The game has made a great deal of progress in our second sprint! With the unreal project and gthub set up, it was finally time to start programming the movement. I started with the Unreal Third Person Template, because it comes with a functional player character using Unreal’s Character Movement Component, as well as a nice level to play around with the movement.
I began by tweaking the parameters of the Character Movement Component. The Lead Designer wanted the player to build up speed on the ground that can be translated to the air using the pole vault, and so I raised the max speed on the player and lowered the acceleration, which made our character control not dissimilarly to how Sonic The Hedgehog might. The next tweak I made was greatly lowering the jump height. While we still wanted the jump to be an option, we want players to rely heavily on the pole vault for moving vertically.
With the basic movement configured to how we liked, now it was time to start with the pole vaulting! I began by identifying where it was possible to vault from by using a raycast from the player’s head pointing 45 degrees downwards towards the ground. Then, by taking the surface normal of the raycast’s hit, I was able to reflect the raycast across that plane, and use that direction for an impulse added to the player.
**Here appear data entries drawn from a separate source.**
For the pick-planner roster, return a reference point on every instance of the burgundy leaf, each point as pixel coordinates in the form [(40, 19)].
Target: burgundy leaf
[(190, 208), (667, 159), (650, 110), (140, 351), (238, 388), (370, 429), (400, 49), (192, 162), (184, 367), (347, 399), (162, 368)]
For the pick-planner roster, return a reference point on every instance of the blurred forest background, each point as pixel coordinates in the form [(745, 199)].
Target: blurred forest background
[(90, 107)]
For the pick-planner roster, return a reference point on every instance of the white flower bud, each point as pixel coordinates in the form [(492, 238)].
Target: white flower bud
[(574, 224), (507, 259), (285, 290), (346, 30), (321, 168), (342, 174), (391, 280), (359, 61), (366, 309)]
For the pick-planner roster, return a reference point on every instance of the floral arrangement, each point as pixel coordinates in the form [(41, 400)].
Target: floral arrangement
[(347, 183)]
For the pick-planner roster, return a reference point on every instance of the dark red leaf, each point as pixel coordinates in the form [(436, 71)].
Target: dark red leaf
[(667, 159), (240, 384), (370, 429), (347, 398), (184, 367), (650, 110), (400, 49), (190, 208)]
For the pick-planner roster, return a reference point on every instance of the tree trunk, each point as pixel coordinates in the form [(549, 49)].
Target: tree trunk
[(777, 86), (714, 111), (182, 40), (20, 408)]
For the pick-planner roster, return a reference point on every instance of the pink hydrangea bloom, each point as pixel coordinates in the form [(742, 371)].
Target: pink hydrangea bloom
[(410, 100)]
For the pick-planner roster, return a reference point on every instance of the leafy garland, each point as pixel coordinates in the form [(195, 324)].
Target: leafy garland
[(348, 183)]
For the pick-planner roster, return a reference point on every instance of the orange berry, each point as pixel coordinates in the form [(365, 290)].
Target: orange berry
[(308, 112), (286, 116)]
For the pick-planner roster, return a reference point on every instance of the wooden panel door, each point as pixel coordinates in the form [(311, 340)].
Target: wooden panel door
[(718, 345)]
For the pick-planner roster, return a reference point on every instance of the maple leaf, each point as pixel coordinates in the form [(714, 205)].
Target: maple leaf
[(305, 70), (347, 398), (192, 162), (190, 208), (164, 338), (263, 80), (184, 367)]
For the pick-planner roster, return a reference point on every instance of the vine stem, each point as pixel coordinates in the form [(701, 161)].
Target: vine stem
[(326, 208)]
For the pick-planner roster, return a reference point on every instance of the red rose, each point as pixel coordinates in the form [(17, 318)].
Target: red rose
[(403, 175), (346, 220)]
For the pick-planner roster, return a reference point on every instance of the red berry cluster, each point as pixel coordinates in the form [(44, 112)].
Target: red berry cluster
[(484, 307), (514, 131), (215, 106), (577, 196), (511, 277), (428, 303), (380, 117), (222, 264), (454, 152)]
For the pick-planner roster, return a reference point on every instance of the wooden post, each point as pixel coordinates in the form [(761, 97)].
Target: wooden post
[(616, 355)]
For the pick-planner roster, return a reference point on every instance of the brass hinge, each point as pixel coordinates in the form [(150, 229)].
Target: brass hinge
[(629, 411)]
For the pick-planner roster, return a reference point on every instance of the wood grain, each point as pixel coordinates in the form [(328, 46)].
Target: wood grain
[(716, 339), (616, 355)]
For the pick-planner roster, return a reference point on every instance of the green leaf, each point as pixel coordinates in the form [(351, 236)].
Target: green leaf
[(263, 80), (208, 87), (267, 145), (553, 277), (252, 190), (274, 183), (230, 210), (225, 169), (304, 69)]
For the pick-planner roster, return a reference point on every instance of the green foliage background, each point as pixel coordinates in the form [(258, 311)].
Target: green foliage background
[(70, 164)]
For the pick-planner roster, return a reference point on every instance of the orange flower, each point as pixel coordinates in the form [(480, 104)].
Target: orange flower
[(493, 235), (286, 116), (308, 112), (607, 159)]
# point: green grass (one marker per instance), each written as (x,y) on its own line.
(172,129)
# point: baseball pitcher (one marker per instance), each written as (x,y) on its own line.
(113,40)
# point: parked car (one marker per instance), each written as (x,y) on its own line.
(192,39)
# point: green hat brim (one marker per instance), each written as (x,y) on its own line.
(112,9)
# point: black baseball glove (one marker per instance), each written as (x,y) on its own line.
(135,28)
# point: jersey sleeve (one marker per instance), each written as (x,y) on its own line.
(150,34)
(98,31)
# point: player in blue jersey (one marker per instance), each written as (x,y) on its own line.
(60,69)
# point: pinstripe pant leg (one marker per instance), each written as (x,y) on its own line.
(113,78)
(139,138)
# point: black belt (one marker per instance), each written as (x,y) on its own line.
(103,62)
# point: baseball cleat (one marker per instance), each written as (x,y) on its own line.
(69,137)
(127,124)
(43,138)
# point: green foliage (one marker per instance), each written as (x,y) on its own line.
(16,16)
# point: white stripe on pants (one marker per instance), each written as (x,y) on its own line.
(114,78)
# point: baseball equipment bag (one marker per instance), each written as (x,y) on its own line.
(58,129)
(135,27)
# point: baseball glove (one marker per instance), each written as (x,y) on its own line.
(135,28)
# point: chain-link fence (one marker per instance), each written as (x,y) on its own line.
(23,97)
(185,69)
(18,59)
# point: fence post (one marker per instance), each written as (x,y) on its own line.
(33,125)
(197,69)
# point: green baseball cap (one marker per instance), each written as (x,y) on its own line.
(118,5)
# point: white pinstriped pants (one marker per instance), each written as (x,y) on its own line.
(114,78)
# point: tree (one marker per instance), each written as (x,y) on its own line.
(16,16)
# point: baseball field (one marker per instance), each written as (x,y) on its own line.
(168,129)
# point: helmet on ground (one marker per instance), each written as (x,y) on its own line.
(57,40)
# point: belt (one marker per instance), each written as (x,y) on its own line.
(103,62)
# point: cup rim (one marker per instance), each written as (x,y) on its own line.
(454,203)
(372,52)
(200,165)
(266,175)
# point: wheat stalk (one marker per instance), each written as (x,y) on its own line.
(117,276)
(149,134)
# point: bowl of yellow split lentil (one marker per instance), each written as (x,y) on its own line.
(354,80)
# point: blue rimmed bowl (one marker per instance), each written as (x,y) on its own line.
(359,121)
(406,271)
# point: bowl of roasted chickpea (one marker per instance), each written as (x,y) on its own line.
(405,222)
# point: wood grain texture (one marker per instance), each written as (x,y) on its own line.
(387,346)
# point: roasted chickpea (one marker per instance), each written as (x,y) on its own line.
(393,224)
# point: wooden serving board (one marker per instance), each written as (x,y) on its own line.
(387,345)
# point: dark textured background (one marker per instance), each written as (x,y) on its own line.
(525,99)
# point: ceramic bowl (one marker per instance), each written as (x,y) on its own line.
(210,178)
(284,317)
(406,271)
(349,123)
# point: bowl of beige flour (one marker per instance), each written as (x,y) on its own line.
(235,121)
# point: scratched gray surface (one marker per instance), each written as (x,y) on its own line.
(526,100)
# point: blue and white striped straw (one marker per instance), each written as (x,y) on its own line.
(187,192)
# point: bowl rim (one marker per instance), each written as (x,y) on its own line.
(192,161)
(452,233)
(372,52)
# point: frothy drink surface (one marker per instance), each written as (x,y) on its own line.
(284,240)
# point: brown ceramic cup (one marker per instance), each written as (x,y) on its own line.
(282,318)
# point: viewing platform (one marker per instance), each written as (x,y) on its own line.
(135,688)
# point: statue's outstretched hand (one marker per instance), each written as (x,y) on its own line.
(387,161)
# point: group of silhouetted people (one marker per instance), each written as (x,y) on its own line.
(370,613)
Then, I took the players velocity (scaled down a bit so that the impulse wasn’t insane explosive) added up with a baseline velocity to get the magnitude of the impulse applied to the player.
Red - Raycast checking for surface
Blue - Surface Normal
Yellow - Reflected Raycast with magnitude shown
Standing Still vs Running Full Speed
I also negated the Y value of the reflected vector when the raycast hit a vertical wall, allowing for the player to vault off of walls!
There were a few issues with this system however, Vaulting off of steep slopes felt awkward, because it would usually just send you straight up or backwards. And vaulting off of an angled ceiling would also send you upwards since the Y value was forced to be upwards when reflecting off of a wall.I had tried to solve this by using rotators rather than a reflection vector to determine the direction of the vault, but this ended up just becoming a mess of code that didn’t really solve the issues, and I’m still working on solutions to these issues as well as discussing with the lead designer about what types of these weird issues are acceptable constraints for designing our levels.
However, some of these unintended behaviors were actually pretty fun to play around with. While messing around I found that jumping at the same time as vaulting would give me more than twice the vertical height of the normal pole vault, and after speaking with the lead designer we decided that we wanted to keep this “bug”, as it’s added some interesting depth to the main mechanic. We also considered giving the player an extra forward boost when vaulting off the ground without the jump, to make both techniques better in different situations.
Another unintended ability was a “wall-riding” of sorts. Because the player’s direction was a reflection off of the surface they’re aiming at, hugging a wall and aiming almost parallel to the wall, barely angled enough to be touching, meant that you weren’t pushed very far away, and that you were close enough to do it again, and again, and infinitely so long as you managed to time your vaults well and stay close to the wall.
The player is sent slightly away from the wall at this angle, but by holding left you can steer yourself up against it again to repeat the process indefinitely
While this technique is pretty fun, it also opens up a whole can of worms in the level design department if every wall can be vaulted along indefinitely as if it were the ground, so I’m working to implement a solution that still permits long sections of continuous wall vaults in the level design, without turning every flat wall into a potential sequence break.
Over the next sprint, I’m going to try and polish up the movement some more and fix some of the current issues so that we’ll be able to create a prototype level for playtesting!